A lower rate of job creation has dampened the ability of America’s rural areas to recover from the Great Recession.
An analysis from Zillow shows that the 25 largest job markets have accounted for more than half of employment growth and nearly two-thirds of home value growth since July 2019.
The analysis highlights that the rapid growth in home values and therefore the increased amount needed for a down payment, are a key reason why homeownership rates among young people in the years since the Great Recession are lower than those during the previous economic expansion of the early-to-mid 2000s.
"The striking difference between the two periods of recent economic expansion is the contrast between more balanced growth across the U.S. in the early 2000s, to a fairly consistent pattern of rural and small markets being left behind as jobs and home value growth concentrate in large markets," said Skylar Olsen, director of economic research at Zillow.
Olsen added that rural and small markets are facing the continuing struggles of the jobs market where manufacturing and agriculture are concentrated. But there are also challenges for large markets.

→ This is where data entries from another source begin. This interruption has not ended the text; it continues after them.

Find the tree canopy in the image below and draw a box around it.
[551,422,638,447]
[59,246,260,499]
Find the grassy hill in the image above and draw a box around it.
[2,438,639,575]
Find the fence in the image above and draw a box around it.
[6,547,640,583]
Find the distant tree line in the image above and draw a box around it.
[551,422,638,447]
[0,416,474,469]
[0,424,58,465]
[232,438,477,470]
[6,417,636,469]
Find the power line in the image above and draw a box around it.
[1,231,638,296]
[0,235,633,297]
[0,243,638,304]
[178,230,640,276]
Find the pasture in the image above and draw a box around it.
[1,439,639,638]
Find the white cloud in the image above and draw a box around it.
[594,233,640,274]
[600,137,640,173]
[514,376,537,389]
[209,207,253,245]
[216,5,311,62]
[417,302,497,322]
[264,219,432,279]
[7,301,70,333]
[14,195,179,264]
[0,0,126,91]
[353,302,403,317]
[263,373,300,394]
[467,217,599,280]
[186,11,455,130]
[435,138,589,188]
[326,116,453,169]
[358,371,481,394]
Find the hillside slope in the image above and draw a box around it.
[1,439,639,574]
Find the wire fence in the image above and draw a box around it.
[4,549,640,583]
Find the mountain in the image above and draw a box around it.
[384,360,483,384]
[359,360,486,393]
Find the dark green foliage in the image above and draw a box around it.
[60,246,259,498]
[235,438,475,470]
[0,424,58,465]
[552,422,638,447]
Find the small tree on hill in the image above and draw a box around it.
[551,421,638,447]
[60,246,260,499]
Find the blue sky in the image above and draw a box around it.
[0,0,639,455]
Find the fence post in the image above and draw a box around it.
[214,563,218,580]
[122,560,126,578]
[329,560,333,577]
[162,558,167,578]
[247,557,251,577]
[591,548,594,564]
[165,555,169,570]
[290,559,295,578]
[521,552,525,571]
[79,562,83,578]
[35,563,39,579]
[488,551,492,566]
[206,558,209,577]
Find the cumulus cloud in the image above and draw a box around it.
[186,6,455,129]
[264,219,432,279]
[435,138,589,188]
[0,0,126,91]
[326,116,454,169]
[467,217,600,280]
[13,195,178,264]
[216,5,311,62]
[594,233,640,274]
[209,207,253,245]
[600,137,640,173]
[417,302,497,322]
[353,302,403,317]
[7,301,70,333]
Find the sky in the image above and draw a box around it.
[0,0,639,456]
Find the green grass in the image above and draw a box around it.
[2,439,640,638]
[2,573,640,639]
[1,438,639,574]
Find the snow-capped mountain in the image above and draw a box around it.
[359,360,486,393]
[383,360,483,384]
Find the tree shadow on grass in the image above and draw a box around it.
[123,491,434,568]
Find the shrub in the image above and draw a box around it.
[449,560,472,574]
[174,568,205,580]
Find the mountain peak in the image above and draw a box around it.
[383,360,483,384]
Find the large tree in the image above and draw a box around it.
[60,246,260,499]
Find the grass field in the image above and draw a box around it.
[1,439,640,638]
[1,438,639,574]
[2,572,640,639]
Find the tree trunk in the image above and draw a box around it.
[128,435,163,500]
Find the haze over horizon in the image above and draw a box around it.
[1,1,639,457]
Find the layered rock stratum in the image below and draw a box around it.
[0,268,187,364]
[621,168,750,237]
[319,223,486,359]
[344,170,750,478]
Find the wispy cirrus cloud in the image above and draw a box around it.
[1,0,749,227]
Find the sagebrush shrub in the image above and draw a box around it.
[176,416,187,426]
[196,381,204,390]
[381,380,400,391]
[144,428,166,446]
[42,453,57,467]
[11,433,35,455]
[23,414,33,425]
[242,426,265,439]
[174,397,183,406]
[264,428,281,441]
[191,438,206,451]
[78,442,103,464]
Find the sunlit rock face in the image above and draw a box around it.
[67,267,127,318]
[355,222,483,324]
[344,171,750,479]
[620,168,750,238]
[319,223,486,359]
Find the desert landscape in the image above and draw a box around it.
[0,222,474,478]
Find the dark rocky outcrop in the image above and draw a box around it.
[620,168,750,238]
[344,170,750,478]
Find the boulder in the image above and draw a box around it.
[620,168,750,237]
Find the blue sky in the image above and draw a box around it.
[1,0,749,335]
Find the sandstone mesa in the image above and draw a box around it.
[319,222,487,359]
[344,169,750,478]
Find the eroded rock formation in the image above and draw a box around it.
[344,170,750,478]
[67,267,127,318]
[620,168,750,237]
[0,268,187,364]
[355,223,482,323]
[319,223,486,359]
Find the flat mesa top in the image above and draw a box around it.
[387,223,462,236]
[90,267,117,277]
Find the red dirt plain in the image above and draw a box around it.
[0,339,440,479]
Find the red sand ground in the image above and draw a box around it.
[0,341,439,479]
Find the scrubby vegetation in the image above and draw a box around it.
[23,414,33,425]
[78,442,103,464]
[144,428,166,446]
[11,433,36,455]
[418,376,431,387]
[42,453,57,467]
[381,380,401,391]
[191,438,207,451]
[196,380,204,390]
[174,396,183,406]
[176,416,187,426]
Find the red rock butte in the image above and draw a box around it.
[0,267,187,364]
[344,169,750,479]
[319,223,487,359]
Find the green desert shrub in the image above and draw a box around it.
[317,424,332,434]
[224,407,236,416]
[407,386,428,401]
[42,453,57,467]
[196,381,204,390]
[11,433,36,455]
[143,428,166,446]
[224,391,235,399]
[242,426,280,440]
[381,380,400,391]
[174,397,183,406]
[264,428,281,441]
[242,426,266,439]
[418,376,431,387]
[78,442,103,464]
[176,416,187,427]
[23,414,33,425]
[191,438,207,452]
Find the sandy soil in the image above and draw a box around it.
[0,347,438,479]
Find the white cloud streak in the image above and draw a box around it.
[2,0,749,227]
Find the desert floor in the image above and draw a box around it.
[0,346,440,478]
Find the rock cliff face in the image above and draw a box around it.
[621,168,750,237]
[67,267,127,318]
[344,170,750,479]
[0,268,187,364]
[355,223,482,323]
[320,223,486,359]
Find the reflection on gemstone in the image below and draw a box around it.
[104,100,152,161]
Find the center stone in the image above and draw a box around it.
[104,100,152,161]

“It's not only about job vitality but also a city's ability to increase the amount of housing to meet that influx of workers,” he said. “Job concentration increasingly means that already expensive metros are becoming even more expensive at a faster rate than before."
Second-tier markets have seen the strongest growth including Seattle and Pittsburgh. These metros have seen average employment growth of 4% above the national average and average home value growth of 7.6%.